Pam’s eyes widened encouragingly.

“Okay. I’ll tell you. I wake up, I sit down for hours on end, and I try to write. And do you know what, Pam? Nothing, nothing ever gets written.”

“My, my, Tip. That sounds terrible.”

Tip sensed her pity and something inside him hardened. He did not want to tell this person his story. Pity was for the weak and Tip had vowed not to be that way, but this writer’s block was changing everything about him. Everything he had ever been had come tumbling down this past year of his life. I need aid; I need to tell her, how else will this work?
“Pam, about one year ago, I wrote this story you see…” Tip squinted; he was struggling, “It won a prize, the Warren Adler Prize. I loved it, Pam. It seemed so easy. One day I had just sat at my desk and started typing. The next thing I knew I had 1000 dollars and a lot of attention.” She had better give some good advice for what I am sharing with her. “I tried doing the same thing for about a year, but I am lost- it feels like I have nothing to write.” Tip took a breath.

“Tip, do not misunderstand me. You cannot just sit there and wait for life to come to you. You have to go experience things. Go do things yourself and then you will be inspired to write.”

Tip squinted and his entire countenance was distorted. His eyebrows were frowning; his mouth was twisted along with his nose. This was a rip-off. What sort of advice is “go do things, it was worth nothing. From between clenched teeth, he sarcastically muttered, “And what sort of ‘things’ do you suppose I go out and do?”

Pam’s eyes widened once more. “Travel.”
Tip got up and left. This was too much. He wanted to laugh and on the other hand, he wanted to cry because this entire institution was a sham.

Tip was in a state of denial. Of course, he would not follow the psychiatrist’s strange advice. Yet, what else could he do? He lay on his couch, tired and confused, for what seemed like ages.
***

“All flights to Kangerlussuaq, Greenland are delayed because of an ice storm. Sorry for the inconvenience. Thanks again for flying United Airlines,” Tip heard over the loudspeaker. He slouched into his plastic seat in the Toronto Pearson International Airport. Why, why do I get all of the bad luck? Though he did not wish to admit it, Tip had been looking forward to traveling to an exotic place with so many different things to write about. He had even heard that polar bears live in Greenland- that might have made a fascinating story. But time passed too slowly in airports. He dozed off.

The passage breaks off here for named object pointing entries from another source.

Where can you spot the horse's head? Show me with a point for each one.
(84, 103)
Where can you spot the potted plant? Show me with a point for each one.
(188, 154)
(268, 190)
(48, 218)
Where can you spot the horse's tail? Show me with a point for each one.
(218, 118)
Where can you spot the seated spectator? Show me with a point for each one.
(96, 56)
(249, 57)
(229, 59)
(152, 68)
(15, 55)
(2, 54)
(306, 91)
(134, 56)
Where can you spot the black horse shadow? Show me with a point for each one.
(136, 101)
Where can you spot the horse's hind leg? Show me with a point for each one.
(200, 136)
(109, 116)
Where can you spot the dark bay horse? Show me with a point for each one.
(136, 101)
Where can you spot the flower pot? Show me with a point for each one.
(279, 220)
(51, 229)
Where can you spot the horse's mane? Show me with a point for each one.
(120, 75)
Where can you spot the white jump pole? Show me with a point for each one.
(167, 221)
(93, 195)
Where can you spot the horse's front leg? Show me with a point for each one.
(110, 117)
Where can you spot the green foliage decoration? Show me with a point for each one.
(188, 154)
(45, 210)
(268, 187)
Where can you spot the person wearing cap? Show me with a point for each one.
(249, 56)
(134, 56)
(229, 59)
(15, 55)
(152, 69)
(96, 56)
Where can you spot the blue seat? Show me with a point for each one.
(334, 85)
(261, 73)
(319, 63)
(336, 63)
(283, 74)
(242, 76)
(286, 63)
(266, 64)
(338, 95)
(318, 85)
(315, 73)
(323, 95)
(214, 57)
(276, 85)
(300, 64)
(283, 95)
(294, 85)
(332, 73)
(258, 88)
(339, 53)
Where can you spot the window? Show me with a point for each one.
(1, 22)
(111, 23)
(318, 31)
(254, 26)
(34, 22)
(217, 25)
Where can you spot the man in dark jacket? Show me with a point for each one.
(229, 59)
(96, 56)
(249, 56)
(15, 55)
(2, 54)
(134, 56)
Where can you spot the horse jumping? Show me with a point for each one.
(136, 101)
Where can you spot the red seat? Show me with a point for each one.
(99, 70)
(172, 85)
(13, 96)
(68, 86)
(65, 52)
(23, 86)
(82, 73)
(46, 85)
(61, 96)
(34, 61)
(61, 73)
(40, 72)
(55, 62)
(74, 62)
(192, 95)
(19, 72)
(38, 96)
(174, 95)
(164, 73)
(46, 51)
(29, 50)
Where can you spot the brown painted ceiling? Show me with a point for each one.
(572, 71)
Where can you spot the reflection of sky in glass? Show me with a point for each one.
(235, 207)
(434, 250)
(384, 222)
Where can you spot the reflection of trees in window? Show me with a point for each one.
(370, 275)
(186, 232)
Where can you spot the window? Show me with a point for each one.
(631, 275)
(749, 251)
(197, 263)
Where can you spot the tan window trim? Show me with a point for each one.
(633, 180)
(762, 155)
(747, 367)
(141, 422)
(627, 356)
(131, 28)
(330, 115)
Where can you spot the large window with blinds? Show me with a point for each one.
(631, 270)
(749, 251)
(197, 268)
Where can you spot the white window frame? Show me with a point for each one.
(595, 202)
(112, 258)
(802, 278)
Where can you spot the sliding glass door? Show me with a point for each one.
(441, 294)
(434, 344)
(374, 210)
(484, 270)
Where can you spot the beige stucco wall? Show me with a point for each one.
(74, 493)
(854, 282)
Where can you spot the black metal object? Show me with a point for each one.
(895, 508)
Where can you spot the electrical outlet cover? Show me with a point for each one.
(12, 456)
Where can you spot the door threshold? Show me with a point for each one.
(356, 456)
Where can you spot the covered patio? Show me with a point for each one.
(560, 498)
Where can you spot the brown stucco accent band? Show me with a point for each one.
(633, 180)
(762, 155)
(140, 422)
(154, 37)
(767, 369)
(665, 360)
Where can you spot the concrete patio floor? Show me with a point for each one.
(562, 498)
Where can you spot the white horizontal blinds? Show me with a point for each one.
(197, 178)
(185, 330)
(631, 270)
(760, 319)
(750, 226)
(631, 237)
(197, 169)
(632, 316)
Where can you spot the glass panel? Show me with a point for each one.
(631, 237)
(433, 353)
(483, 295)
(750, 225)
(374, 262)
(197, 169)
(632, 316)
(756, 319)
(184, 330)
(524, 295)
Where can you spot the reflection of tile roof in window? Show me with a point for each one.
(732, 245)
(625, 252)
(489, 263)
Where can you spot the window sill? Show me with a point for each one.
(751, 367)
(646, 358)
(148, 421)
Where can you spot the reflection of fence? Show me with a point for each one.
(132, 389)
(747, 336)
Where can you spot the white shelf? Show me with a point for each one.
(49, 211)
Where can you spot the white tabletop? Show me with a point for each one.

“Flights have resumed,” was all Tip heard as he rubbed his eyes, grabbed his backpack and followed all the other passengers onto the plane. Everyone seemed to be in a hurry- even the ticket attendant didn’t bother to check if people had the right tickets. He didn’t blame her. The angry, late mob was fervently cramming onto the airplane. Tip found a seat and sat down.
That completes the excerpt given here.